Hemangiosarcoma accounts for 1.3–2.8% of all canine malignancies and most commonly arises in the spleen, where it often grows silently until rupturing and causing life-threatening internal bleeding. The cancer’s ability to metastasize rapidly and resist treatment has left veterinarians and researchers searching for better ways to understand, and ultimately target, what makes this disease so relentless.
A recent study from researchers at Hokkaido University and Yale School of Medicine investigated something new: how hemangiosarcoma cells manage to survive when their fuel supply—glucose—runs low.
What they found challenges the way we think about cancer metabolism. When hemangiosarcoma cells run out of glucose, they don’t simply die. Instead, they activate a sophisticated survival program using lactate (a molecule long dismissed as a waste product) to modify their DNA and turn on specific genes. This process is called lysine lactylation, and the study showed it persists even when glucose and lactate are scarce.

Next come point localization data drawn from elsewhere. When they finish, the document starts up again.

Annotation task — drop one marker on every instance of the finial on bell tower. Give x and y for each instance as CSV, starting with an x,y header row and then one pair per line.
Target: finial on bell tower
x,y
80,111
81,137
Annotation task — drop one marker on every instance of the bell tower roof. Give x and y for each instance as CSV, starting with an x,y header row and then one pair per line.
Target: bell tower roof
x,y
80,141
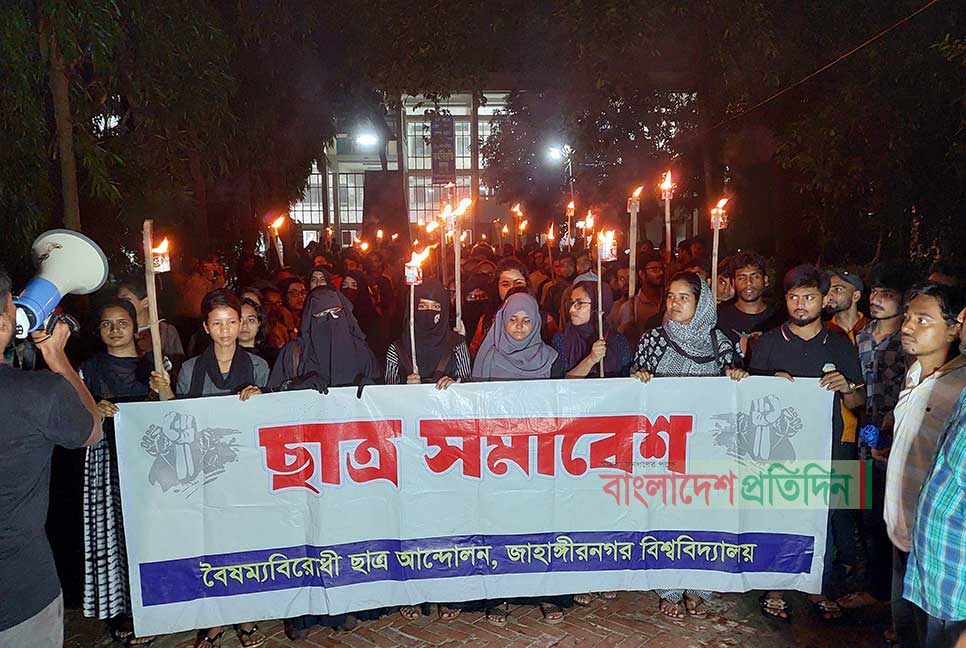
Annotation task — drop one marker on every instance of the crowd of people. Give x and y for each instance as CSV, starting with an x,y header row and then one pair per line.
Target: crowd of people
x,y
898,374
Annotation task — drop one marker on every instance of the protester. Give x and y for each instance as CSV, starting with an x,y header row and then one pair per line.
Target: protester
x,y
442,354
649,299
805,347
134,290
513,350
330,351
581,345
222,368
934,381
41,409
563,268
251,332
884,368
725,291
511,275
935,574
115,375
745,319
688,344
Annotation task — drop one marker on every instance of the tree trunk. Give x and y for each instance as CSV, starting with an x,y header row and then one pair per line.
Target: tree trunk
x,y
60,94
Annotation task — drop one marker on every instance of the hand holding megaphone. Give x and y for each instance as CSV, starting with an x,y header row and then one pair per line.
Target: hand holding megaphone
x,y
68,263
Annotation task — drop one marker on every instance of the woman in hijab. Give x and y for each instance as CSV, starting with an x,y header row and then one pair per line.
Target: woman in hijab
x,y
579,342
330,351
513,350
251,332
478,294
441,352
511,276
687,344
113,376
222,368
355,287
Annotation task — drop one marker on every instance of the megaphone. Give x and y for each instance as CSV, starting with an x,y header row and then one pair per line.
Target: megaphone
x,y
68,263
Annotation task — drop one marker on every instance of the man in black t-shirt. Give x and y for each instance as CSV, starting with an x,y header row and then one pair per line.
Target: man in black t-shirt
x,y
38,410
748,316
804,347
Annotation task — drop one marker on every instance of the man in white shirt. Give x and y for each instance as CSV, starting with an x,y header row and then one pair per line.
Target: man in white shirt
x,y
934,382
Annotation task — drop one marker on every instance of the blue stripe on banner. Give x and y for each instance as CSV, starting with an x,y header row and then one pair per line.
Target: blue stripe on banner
x,y
187,579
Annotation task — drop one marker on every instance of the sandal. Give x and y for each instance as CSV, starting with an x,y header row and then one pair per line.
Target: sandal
x,y
583,600
410,612
828,609
498,616
293,633
671,609
552,614
121,634
696,606
775,608
204,641
447,613
246,637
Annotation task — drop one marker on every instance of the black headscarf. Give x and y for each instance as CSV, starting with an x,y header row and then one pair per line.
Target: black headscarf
x,y
434,337
330,344
115,379
478,299
579,339
240,375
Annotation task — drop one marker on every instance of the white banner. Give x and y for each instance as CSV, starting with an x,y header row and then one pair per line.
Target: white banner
x,y
301,503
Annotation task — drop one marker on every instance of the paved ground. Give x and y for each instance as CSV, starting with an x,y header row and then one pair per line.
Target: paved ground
x,y
631,620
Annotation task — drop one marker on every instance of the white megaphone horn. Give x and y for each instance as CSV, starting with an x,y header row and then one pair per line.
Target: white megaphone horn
x,y
68,263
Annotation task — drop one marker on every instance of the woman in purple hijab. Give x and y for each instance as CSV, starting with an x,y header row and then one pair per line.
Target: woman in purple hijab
x,y
513,349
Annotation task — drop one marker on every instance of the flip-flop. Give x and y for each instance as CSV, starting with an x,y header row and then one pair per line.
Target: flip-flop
x,y
498,616
769,606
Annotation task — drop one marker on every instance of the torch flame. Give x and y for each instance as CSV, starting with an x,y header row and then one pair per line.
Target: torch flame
x,y
417,259
462,207
667,185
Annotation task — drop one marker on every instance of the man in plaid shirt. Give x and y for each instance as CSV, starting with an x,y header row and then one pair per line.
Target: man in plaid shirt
x,y
936,572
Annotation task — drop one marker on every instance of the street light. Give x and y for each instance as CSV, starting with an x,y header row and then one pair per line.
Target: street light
x,y
566,153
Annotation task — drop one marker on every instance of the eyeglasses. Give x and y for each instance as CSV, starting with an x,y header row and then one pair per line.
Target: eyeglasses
x,y
329,313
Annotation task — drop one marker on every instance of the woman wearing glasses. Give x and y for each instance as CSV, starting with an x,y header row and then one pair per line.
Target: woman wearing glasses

The lactylation marks become concentrated at the transcription start sites of specific genes, including ATF4, a master regulator that helps cells handle stress, and ASNS, which allows cells to manufacture their own asparagine from glutamine. This ability to produce essential nutrients on demand helps explain how hemangiosarcoma cells keep themselves alive when starved. In fact, adding asparagine to starving cells modestly boosted their growth.
Perhaps even more striking, glucose-starved hemangiosarcoma cells don’t just help themselves, they also reshape their surroundings. They release signals that attract macrophages and reprogram them into an “M2-like” state that suppresses the immune system and supports tumor growth rather than attacking it. In tumor samples from canine patients, areas with low lactylation levels showed significantly more of these pro-tumor immune cells, confirming the laboratory findings.
These findings reveal that hemangiosarcoma cells are remarkably adaptable. When nutrients run low, they don’t passively wait to die—they actively reorganize their DNA, manufacture their own building blocks, and engineer a protective environment that helps them survive. Understanding these survival pathways could eventually lead to drugs that block them, potentially making the cancer far more vulnerable to existing treatments.
The study does have important limitations. All metabolic experiments were performed in cell cultures, which don’t fully capture the complexity of real tumors. Researchers were also unable to directly target lactylation without affecting other cellular processes, making it difficult to prove causation definitively. Whether these mechanisms extend to other cancer types remains unknown. Larger studies using actual tumor samples are needed to validate these findings.
Still, this discovery represents a significant step forward. By mapping exactly how hemangiosarcoma adapts to stress, researchers have identified new vulnerabilities that could someday be targeted for treatment and better outcomes for dogs.